Designing a Prototype Tablet-Based Learning-Oriented Assessment for Middle School English Learners: An Evidence-Centered Design Approach ELL ECD IUA CAF
Chapelle, Carol A.;
Lopez, Alexis A.;
- Publication Year:
- Report Number:
ETS Research Report
- Document Type:
- Page Count:
- Subject/Key Words:
English Language Learners (ELL),
Evidence-Centered Design (ECD),
Interpretation/Use argument (IUA),
Theory of Action,
Conceptual Assessment Framework (CAF),
Middle School Students,
The tablet project was undertaken in 2013 to explore the creation of an assessment to reveal English language learners' (ELLs') language capabilities in content area classes such as science. Such assessments could ideally be useful in multiple phases of the instructional process by providing information to learners, teachers, and other stakeholders because the technologies allow for efficiencies of task presentation, response gathering, scoring, storing data, and returning results. With the goal of understanding the development costs required to achieve such benefits, the project used an evidence‐centered design (ECD) framework to create a prototype assessment for ELL middle school students. In addition to describing the ECD process, the report describes how the project mandate helped to focus the complex processes of ECD and how the activities of ECD came into play in sketching plans for the validity argument.
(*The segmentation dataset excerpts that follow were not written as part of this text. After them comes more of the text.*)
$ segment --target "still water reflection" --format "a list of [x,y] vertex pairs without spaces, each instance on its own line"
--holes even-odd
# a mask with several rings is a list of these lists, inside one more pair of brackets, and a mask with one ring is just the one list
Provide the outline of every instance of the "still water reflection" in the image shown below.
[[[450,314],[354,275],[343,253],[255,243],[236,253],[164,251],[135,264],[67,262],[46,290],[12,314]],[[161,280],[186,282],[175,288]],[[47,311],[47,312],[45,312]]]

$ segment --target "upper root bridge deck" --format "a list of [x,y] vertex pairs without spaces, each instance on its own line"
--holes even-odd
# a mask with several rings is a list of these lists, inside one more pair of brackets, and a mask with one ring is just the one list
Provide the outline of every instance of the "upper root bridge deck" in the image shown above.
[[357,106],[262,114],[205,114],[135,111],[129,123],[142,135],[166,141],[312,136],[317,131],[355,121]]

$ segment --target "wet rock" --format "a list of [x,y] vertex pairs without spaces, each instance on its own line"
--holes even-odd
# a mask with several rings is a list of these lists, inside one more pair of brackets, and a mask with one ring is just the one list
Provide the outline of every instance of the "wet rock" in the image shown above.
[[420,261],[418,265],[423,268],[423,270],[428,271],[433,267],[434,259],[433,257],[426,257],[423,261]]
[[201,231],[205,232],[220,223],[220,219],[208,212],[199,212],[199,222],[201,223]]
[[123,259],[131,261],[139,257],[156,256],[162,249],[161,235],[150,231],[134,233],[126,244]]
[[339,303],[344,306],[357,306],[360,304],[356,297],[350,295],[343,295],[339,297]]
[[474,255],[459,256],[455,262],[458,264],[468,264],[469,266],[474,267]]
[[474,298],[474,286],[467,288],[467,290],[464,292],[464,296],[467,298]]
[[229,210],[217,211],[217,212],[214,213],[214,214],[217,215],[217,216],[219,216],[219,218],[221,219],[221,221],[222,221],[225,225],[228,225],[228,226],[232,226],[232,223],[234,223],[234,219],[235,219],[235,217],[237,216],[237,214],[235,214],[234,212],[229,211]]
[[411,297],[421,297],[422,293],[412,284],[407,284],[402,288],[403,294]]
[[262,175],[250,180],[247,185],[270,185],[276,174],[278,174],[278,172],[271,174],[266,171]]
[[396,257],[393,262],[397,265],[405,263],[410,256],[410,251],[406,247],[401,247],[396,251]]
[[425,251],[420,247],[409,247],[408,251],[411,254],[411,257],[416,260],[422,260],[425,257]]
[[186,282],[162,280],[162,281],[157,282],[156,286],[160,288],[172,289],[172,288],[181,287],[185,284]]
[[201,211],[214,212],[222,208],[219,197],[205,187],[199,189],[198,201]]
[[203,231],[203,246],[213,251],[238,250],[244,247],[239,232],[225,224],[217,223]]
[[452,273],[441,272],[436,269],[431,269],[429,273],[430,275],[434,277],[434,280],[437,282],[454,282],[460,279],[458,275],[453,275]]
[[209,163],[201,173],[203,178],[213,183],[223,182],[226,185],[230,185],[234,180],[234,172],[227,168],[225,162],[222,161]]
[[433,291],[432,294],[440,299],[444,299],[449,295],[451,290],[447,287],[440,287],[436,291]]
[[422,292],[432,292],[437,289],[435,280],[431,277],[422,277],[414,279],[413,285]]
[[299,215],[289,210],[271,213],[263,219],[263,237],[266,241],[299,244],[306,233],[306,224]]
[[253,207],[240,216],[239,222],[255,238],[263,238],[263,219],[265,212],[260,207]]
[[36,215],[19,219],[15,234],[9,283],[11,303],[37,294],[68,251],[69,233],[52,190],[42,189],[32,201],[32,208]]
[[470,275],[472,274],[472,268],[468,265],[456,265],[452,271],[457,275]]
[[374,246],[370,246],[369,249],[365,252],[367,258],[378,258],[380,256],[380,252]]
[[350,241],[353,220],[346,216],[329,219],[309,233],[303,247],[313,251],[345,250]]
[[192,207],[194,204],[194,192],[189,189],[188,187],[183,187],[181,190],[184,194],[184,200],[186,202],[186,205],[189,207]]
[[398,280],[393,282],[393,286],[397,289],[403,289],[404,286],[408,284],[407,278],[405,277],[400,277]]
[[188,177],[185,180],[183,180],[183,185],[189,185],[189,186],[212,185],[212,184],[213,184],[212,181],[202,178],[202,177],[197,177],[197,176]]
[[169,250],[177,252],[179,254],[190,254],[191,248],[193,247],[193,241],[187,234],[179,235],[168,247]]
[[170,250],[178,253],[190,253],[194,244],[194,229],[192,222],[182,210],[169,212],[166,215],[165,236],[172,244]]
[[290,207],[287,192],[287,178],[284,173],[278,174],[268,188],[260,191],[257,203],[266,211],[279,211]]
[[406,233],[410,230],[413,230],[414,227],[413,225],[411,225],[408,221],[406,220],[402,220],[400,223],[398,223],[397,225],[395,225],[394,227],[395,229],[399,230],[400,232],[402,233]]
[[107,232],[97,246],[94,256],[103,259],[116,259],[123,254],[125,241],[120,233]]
The ECD process of domain analysis uncovered perspectives on tablet use in middle schools as well as theoretical perspectives for conceptualizing the tablet users' abilities and learning. Findings included a range of uses of mobile technologies in middle school classrooms in 2013, with little uniformity in practices. Based on analysis of common elements in tablet‐based communication and learning, a framework for characterizing the relevant strategies and abilities was developed. Findings served in the domain modeling process of defining task design patterns, which in turn provided the basis for planning the conceptual assessment framework (CAF). The CAF also drew upon domain analysis findings, which suggested the concepts required for defining a student model (what is to be inferred about the test taker), an evidence model (the basis for making the inference), and the task model (the features of tasks required for eliciting relevant performance). The assessment implementation process produced a working prototype that served in usability testing and gathering feedback from middle school teachers.
The report describes how ECD guides the design of tablet‐based formative assessment tasks that take into account the constructs to be measured and the learning that should result from test taking. The evaluation of the project is undertaken in view of the goal of ECD to design test tasks in a manner that serves in the argument for their use. Success is therefore evaluated in part by an analysis of the quality of content it supplied for an interpretation/use argument for the assessment. Overall, the project highlights include (a) the demonstration of how a mandate delimits the ECD processes; (b) the construct framework encompassing both the linguistic and nonlinguistic resources used to create meaning in a digital environment; (c) the approach used for analysis of a domain with emerging, shifting, and variously used technologies; and (d) the use of an interpretation/use argument in the appraisal of an ECD test design.